1. Place the instrument in ratemeter mode with the alpha/beta detector connected

2. Turn the speaker on and select either the alpha or beta channel

3. Expose the detector to a source which emits particles of the opposite type (alpha if the beta channel is selected, beta if the alpha channel is selected)

4. Using the WinE600 software select edit channel parameters and edit the crossover factor in small steps until very little crossover of the incorrect radiation type is present

As an example, to edit the crossover factor for the beta channel, select the beta channel and expose the detector to an alpha source such as ²³⁹Pu. Adjust the Upper to Lower XOver factor until alpha induced counts rarely occur in the beta channel.

Caution! Make sure you do not over-compensate for the crossover. Using too large a crossover correction factor will cause over-compensation and artificial suppression of the reading for the target channel. It is best to stop just short of total suppression when adjusting the crossover factor.

An important point to remember when adjusting the crossover factor is that the crossover factor is a fractional value representing the amount of the undesired count rate information which crosses over into the other channel. For example, if you place an alpha source under the detector and you measure 10,000 ncpm (net counts/min) in the alpha channel and 1,000 ncpm in the beta channel you will use a Upper to Lower XOver factor of 1,000/10,000 or 0.10 to remove the unwanted information from the beta channel. Due to the nature of this factor, values outside the range of 0.00 to 0.50 (50% crossover) should be highly suspected as incorrect values.

Note: The Upper to Lower XOver factor need only be edited in the channel parameters for the beta channel although it does no harm to enter the same factor in all three (alpha, beta and alpha/beta) channels assuming the thresholds and operating voltage are set the same for all channels.

Setting the Crossover Factor - Method 2

The second method for setting the crossover correction factor is more automatic, but not nearly as much fun.

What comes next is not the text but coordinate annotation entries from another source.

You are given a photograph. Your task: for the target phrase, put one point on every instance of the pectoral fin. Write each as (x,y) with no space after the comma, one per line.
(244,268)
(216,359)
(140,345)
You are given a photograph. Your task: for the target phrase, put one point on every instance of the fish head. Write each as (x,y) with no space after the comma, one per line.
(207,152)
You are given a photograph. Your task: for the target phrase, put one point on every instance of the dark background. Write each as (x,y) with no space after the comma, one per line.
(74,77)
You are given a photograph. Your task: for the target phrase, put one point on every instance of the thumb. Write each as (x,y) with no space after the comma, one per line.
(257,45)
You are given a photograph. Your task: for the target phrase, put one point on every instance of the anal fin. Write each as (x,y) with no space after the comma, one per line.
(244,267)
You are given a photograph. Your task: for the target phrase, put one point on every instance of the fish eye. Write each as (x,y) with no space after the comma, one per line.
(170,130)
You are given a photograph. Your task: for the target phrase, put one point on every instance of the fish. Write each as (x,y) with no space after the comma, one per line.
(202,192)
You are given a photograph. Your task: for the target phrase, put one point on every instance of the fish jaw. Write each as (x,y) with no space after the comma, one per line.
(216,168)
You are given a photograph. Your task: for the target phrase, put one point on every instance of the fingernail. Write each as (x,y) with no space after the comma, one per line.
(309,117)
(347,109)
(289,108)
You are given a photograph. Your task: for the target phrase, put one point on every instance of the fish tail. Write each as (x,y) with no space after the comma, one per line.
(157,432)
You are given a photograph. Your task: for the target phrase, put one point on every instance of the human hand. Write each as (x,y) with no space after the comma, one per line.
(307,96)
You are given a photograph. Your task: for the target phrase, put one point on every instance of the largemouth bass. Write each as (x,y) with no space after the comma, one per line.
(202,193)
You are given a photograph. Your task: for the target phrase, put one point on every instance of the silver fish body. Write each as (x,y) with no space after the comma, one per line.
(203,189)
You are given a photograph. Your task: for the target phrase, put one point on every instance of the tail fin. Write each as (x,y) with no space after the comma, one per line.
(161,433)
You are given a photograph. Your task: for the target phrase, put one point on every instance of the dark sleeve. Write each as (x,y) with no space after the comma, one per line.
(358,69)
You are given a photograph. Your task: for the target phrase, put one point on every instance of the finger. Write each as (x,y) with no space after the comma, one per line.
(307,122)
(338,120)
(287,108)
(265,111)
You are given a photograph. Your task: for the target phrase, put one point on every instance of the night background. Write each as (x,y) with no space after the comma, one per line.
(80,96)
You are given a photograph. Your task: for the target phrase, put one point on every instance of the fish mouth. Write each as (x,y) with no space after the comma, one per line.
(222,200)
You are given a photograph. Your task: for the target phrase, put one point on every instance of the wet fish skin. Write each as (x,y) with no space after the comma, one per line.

The WinE600 software will automatically calculate the crossover factor during channel calibration if selected.

To determine the crossover factor for a specific source, determine the calibration constant as you normally would but make sure and click on the Do XOver check box before starting the calibration constant determination.

At the end of the determination the crossover from the calibrated window to the other window is displayed and stored in the channel parameter file.

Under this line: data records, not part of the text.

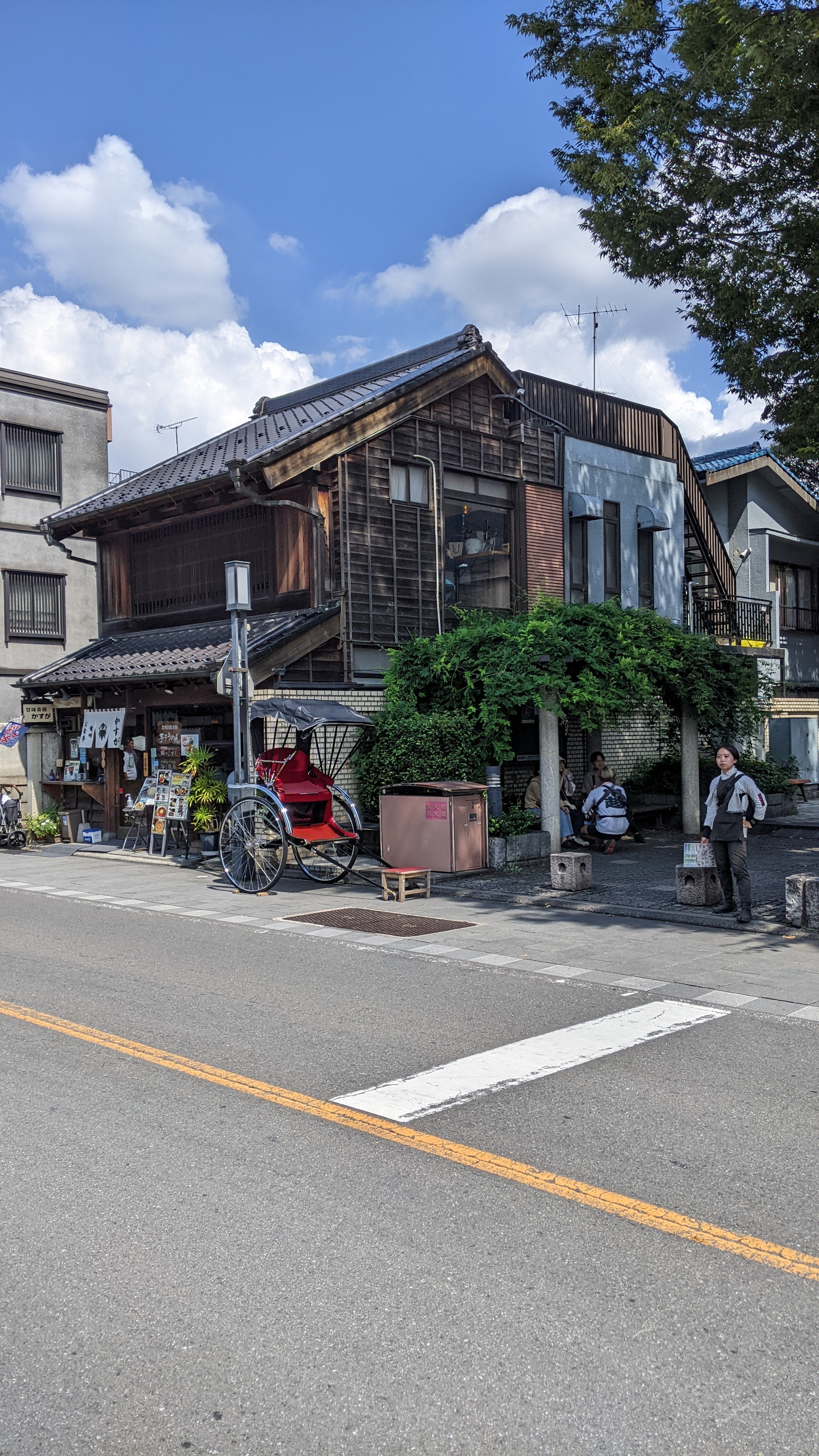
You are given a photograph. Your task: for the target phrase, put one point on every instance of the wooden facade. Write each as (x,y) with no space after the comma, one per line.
(165,564)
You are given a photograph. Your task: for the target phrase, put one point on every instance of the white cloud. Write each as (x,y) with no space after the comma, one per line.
(518,268)
(108,235)
(283,244)
(154,376)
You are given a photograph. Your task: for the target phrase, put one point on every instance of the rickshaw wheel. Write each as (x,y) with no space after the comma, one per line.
(253,846)
(330,860)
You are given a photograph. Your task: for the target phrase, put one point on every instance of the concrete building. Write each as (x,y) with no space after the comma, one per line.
(53,453)
(769,519)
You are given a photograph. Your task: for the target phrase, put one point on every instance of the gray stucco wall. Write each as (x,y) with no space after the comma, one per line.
(85,471)
(632,480)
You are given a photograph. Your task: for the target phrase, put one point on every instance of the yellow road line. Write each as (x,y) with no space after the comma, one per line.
(646,1213)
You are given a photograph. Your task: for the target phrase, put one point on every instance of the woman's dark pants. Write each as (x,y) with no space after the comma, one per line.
(732,854)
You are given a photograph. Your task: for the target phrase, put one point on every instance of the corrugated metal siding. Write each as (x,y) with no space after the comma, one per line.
(544,541)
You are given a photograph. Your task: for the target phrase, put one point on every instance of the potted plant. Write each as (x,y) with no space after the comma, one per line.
(207,799)
(43,829)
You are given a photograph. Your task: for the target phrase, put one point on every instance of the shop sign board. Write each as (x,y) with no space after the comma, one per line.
(38,714)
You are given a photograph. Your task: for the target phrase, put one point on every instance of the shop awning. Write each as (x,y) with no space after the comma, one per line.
(190,651)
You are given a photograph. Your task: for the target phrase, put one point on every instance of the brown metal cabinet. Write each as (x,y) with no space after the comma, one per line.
(435,826)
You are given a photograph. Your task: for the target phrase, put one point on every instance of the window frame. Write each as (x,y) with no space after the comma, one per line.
(611,528)
(34,637)
(577,587)
(395,464)
(646,542)
(21,490)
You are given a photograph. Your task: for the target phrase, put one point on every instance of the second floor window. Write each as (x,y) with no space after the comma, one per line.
(611,549)
(30,461)
(34,606)
(577,560)
(795,584)
(410,484)
(646,568)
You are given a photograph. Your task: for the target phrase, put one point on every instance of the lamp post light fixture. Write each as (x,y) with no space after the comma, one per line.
(238,603)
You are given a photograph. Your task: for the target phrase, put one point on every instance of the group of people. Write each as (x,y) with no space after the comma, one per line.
(604,817)
(735,804)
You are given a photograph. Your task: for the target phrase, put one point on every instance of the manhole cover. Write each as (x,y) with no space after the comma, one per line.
(381,922)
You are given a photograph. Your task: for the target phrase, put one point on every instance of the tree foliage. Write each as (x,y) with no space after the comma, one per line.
(596,663)
(693,130)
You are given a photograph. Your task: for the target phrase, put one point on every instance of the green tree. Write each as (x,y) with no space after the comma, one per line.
(693,130)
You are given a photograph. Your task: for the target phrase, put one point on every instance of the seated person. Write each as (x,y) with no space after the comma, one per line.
(599,772)
(532,804)
(607,814)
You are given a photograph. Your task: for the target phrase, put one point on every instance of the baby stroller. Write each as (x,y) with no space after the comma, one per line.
(12,832)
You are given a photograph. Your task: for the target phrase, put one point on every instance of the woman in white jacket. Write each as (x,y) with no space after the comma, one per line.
(734,806)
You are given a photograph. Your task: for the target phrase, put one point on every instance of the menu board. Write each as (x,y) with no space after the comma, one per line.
(168,745)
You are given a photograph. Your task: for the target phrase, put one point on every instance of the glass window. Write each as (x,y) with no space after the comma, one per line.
(577,560)
(410,484)
(31,461)
(646,568)
(611,549)
(36,606)
(477,555)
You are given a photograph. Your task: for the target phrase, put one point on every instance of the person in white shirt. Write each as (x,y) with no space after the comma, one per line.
(607,814)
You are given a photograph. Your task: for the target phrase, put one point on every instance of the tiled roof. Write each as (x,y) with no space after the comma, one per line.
(190,650)
(279,426)
(725,459)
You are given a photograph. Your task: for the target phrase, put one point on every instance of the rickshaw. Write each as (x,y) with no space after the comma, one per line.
(293,804)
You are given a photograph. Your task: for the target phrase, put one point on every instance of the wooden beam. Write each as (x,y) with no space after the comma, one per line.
(373,423)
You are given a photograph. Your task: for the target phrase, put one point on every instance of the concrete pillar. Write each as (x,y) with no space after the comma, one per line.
(690,755)
(34,771)
(550,772)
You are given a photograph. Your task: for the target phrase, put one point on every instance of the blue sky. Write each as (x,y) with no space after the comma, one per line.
(352,133)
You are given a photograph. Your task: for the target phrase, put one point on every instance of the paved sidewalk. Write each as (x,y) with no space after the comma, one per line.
(766,973)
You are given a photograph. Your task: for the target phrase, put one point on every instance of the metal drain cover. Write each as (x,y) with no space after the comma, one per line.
(381,922)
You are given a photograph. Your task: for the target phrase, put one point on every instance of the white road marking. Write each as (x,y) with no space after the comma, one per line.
(525,1061)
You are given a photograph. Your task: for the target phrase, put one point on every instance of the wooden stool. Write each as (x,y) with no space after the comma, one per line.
(400,880)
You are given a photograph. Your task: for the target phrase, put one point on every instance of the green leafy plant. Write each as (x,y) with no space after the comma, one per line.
(410,747)
(515,820)
(209,792)
(595,662)
(43,826)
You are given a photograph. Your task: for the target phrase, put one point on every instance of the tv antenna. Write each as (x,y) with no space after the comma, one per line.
(176,427)
(595,315)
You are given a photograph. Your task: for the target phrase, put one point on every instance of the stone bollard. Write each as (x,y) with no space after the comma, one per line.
(697,886)
(572,871)
(812,903)
(796,899)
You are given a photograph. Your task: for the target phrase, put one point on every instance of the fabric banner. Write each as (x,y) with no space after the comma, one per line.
(12,734)
(102,728)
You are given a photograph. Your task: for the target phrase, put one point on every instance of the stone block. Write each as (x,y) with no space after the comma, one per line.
(572,871)
(812,903)
(795,899)
(697,886)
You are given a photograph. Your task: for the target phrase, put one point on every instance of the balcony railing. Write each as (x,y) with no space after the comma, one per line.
(799,619)
(738,621)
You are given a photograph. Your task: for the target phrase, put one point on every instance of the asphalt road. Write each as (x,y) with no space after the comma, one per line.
(191,1267)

Take the calculated crossover factor and enter it in the channel for which it will do some good. For example, when you perform an alpha source calibration on your alpha channel, the upper to lower window crossover factor is calculated and stored in the channel parameters for the alpha channel. Since the alpha channel does not need upper to lower correction because it is an upper window channel, enter the calculated upper to lower correction factor into the channel parameters for the beta channel since it does need upper to lower crossover correction as protection against alpha pulse spillover into the lower window. 

Crossover Correction Limitations

While the crossover correction factor is a tremendous tool when using combination alpha/beta probes with systems of this type, the crossover correction is not guaranteed to be a perfect solution in all cases.

The most important use for the crossover correction is alpha channel to beta channel crossover. As long as the alpha source type and the source to probe distance are consistent with that used during determination of the Upper to Lower XOver factor, the correction works very well. If the source to detector distance changes, the correction does not work as well.

It is because of these limitations that it is recommended that the Upper to Lower XOver factor be determined with an alpha source in as close a counting geometry to the detector as is likely to ever be achieved in the field. Determining the factor in this fashion assures that a conservative correction will always be applied since as the alpha source to detector distance increases above that used to determine the factor, the alpha to beta crossover will be greater and the correction will be under-applied.